Does anyone have any info on the Chamonix brand - seems new cant find alot of first hand reviews of things. Was wondering about the quality of their bindings and boards.


----------



## WigMar (Mar 17, 2019)

They seem to be a cash grab type company. They came outta nowhere with a full catalogue of AliExpress type gear...? Probably made out of old stock material and on older molds. Probably better to buy something used I'd guess.


----------



## Rodpwnz (Aug 1, 2019)

I had thought they were the "house.com" brand snowboard - heard that from somewhere but never could verify it. Just tried live chatting a house rep on their website and asked about the chamonix boards but didn't get an answer...I'd personally avoid them and pay the 20% more for a more reputable company.


----------



## TallKat (Nov 15, 2019)

Rodpwnz said:


> I had thought they were the "house.com" brand snowboard - heard that from somewhere but never could verify it. Just tried live chatting a house rep on their website and asked about the chamonix boards but didn't get an answer...I'd personally avoid them and pay the 20% more for a more reputable company.

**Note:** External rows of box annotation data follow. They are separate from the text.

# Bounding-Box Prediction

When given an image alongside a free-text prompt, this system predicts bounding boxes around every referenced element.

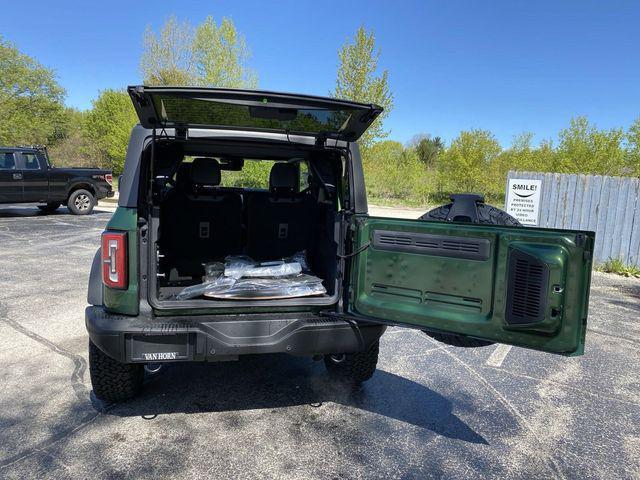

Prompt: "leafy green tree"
[85,90,138,174]
[331,27,393,149]
[48,108,103,168]
[0,36,65,145]
[192,16,258,88]
[409,133,444,168]
[626,117,640,176]
[557,117,629,175]
[363,140,433,205]
[438,130,502,195]
[140,15,257,88]
[140,15,195,85]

thanks for looking into it - strange they wouldnt answer


----------



## Scalpelman (Dec 5, 2017)

Ha. I was just looking at that site and thought the same thing. What the hell is chamonix and why does everything seem so cheap. Glad I opted for the nitro pantera for $330!!!! Yeah baby can’t wait til we get a few more dumps.


----------



## BurtonAvenger (Aug 14, 2007)

It's The Houses in store brand. It's all low to mid level gear based off open molds and what not. Saw some of it in the wild and lets just say it was questionable at best for quality.


----------



## keel_bright (Jan 13, 2013)

The bindings on their website seem to be the same as these Firefly bindings which I've seen in person which are absolute crap in terms of quality and construction; absolute shit all the way down to the type of plastic they're using.


----------



## TallKat (Nov 15, 2019)

you're right ... those look exactly the same --- interesting


----------



## D_Andrei (Jun 13, 2019)

Firefly is an in house brand for sports goods retailer Intersport in Europe. They probably come out of the same factory in Austria.


----------



## shid0 (Nov 3, 2019)

Im riding the "Chamonix Finished line wide" (camber/rocker/camber) hybrid profile. so far so good. Not bad for the price point, whatever board on park.


----------